In a sentence: Assisted Interactive Machine Learning (AIML) is an interaction design method based on deep reinforcement learning that I started developing for the purpose of exploring the vast space of possible mappings between gesture and sound synthesis.
I am presenting a research paper and a live multimedia performance on AIML at ICLI 2020 – the fifth International Conference on Live Interfaces taking place at the Norwegian University of Science and Technology in Trondheim, Norway.
The paper (PDF)
We present a sonic interaction design approach that makes use of deep reinforcement learning to explore many mapping possibilities between input sensor data streams and sound synthesis parameters. The user can give feedback to an artificial agent about the mappings proposed by the latter while playing the synthesiser and trying the new mappings on the fly. The design approach we adopted is inspired by the ideas established by the interactive machine learning paradigm, as well as by the use of artificial agents in computer music for exploring complex parameter spaces.
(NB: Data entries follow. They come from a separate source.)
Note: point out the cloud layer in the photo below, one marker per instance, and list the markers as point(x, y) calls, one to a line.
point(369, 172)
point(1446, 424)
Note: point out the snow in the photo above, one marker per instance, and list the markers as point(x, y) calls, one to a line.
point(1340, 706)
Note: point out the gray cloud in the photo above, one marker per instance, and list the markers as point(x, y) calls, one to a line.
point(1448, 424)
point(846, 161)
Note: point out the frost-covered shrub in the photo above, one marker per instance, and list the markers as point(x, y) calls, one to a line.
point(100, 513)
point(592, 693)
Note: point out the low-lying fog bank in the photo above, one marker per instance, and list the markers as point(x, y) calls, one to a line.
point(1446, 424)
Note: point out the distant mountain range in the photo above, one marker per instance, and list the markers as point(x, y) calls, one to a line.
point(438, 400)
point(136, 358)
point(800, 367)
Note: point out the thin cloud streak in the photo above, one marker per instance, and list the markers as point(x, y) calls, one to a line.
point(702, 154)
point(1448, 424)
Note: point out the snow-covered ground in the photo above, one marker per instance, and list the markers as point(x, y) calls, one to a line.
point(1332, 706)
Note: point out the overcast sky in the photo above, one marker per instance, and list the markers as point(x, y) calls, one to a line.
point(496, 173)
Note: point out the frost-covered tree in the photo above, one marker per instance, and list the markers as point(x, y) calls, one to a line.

About the performance (PDF)
“My phone beeps. A notification on the home screen says “You have a new memory”. It happens at times, unsupervised learning algorithms scan your photos and videos, look at their features and metadata, and then you get a nice slideshow of that trip to South America, or those shows you went to while you were in Hamburg or London. There is something ridiculous about this (the music they put on the slideshows, for example) as well as something eerie, something even slightly distressing perhaps.”
“You Have a New Memory” (2020) makes use of the AIML interaction paradigm to navigate a vast corpus of audio material harvested from the messaging applications, videos, and audio journals recorded on the author’s mobile phone. This corpus of sonic memories is then organised using audio descriptors and navigated with the aid of an artificial agent and reinforcement learning.
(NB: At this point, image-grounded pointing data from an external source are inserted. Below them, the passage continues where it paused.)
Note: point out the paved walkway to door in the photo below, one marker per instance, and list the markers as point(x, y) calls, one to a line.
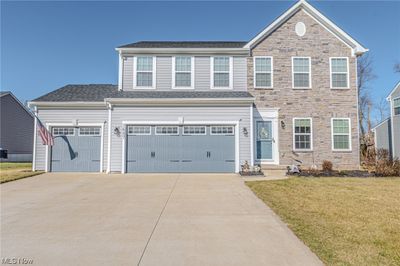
point(163, 219)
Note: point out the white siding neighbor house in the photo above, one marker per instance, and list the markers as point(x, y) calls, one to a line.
point(287, 95)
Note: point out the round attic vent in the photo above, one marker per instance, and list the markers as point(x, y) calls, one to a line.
point(300, 29)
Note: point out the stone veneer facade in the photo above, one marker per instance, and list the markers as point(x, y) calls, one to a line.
point(321, 103)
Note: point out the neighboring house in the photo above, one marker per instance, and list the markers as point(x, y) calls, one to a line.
point(387, 133)
point(287, 96)
point(16, 129)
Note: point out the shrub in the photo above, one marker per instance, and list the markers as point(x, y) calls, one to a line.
point(385, 166)
point(327, 166)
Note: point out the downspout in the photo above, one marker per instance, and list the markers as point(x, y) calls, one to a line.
point(120, 70)
point(358, 115)
point(251, 136)
point(109, 138)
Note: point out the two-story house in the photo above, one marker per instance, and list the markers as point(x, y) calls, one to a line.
point(286, 96)
point(387, 133)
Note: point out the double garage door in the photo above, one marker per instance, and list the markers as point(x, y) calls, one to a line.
point(180, 149)
point(149, 149)
point(76, 149)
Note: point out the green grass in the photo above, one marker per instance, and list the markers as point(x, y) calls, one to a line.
point(344, 221)
point(14, 171)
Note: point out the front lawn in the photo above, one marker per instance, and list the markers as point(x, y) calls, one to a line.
point(344, 221)
point(13, 171)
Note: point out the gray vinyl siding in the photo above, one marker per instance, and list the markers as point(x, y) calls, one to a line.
point(16, 127)
point(164, 72)
point(202, 70)
point(67, 116)
point(127, 77)
point(396, 136)
point(383, 136)
point(169, 114)
point(202, 75)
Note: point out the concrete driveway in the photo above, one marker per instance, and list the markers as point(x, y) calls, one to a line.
point(163, 219)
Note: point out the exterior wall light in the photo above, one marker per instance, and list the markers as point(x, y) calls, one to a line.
point(245, 132)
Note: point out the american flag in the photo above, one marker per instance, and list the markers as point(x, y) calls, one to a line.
point(47, 138)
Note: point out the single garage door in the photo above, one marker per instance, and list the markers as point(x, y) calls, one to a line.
point(76, 149)
point(177, 149)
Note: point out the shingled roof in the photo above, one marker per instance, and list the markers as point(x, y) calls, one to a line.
point(99, 92)
point(185, 44)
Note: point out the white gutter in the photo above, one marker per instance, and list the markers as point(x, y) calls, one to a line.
point(178, 100)
point(68, 104)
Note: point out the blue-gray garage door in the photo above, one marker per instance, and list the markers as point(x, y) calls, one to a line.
point(76, 149)
point(177, 149)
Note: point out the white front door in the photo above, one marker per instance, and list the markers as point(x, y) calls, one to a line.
point(266, 149)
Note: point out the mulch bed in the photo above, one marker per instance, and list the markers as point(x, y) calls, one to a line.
point(251, 173)
point(344, 173)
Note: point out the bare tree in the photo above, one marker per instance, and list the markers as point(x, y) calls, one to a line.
point(382, 108)
point(365, 75)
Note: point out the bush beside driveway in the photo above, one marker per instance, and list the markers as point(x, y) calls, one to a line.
point(14, 171)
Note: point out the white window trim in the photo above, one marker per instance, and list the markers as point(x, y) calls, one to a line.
point(52, 131)
point(311, 135)
point(230, 87)
point(309, 74)
point(194, 134)
point(166, 134)
point(271, 72)
point(222, 134)
point(191, 87)
point(88, 135)
point(153, 73)
point(347, 73)
point(138, 134)
point(332, 139)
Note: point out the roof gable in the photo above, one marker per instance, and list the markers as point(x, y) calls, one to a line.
point(5, 93)
point(356, 47)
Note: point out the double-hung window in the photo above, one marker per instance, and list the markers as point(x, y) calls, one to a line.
point(302, 132)
point(301, 67)
point(221, 76)
point(341, 134)
point(263, 72)
point(183, 72)
point(144, 66)
point(339, 72)
point(396, 106)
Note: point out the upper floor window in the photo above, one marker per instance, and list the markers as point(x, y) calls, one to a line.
point(145, 68)
point(183, 72)
point(221, 74)
point(301, 72)
point(263, 72)
point(302, 133)
point(341, 137)
point(339, 72)
point(396, 106)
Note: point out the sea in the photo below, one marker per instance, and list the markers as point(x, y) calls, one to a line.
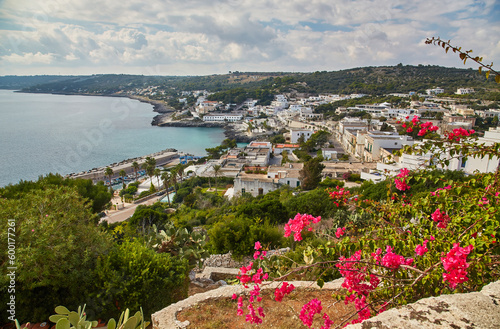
point(44, 133)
The title of the piece – “You Have a New Memory” – refers to the notifications that a popular photo library application occasionally send to mobile devices to prompt their users to check an algorithmically generated photo gallery that collects images and videos related to a particular event or series of events in their lives.
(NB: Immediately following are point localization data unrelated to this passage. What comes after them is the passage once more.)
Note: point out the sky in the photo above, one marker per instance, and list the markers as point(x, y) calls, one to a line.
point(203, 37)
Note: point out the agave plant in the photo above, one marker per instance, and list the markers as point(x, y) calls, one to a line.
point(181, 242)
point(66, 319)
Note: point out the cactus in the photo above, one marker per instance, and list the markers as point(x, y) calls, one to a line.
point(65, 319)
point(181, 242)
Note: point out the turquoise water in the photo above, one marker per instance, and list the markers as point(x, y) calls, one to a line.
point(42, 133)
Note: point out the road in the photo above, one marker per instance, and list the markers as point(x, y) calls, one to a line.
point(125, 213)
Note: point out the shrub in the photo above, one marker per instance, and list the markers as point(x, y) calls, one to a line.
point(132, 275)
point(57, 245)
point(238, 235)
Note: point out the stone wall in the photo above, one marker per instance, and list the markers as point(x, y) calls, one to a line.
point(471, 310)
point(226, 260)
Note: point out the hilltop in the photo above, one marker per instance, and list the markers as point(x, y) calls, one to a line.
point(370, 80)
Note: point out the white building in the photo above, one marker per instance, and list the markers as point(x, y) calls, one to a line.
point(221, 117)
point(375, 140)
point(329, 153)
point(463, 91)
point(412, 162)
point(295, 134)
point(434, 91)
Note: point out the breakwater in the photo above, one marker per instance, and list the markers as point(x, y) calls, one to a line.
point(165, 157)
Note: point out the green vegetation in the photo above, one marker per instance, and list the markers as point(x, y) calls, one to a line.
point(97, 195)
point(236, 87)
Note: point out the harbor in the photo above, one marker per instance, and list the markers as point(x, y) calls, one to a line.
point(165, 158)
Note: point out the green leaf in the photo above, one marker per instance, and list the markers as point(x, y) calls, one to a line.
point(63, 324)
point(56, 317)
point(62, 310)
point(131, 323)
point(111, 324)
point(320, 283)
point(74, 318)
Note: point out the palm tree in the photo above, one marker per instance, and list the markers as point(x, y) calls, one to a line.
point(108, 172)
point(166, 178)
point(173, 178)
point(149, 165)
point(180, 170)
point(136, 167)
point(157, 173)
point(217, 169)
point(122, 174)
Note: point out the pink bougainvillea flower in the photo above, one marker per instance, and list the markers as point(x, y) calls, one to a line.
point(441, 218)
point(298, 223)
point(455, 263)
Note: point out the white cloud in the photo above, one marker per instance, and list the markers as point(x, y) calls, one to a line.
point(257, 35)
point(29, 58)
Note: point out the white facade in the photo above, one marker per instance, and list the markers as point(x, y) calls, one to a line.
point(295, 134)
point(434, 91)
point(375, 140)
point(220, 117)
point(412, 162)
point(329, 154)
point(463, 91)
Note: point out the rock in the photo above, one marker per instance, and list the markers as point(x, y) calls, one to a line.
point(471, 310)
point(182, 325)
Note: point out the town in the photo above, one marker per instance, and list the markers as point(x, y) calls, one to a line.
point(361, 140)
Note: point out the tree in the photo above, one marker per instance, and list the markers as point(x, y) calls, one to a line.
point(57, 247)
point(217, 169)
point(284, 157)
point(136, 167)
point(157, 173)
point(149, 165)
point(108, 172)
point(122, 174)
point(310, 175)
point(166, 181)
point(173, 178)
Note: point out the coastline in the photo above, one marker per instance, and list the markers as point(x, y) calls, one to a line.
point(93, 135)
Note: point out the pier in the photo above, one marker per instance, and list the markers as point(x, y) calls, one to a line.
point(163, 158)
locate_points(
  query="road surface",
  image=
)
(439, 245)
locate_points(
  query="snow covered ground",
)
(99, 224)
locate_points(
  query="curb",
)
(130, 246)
I started developing these concepts in Summer 2019 in Berlin after a few informal meetings with Atau Tanaka, then Edgard-Varèse guest professor at TU Berlin. Development took place during a 1-month postdoc at Goldsmiths, University of London, in September 2019, and continued with Stefan Östersjö and the GEMM))) Gesture Embodiment and Machines in Music research cluster at the School of Music in Piteå, Luleå University of Technology, Sweden.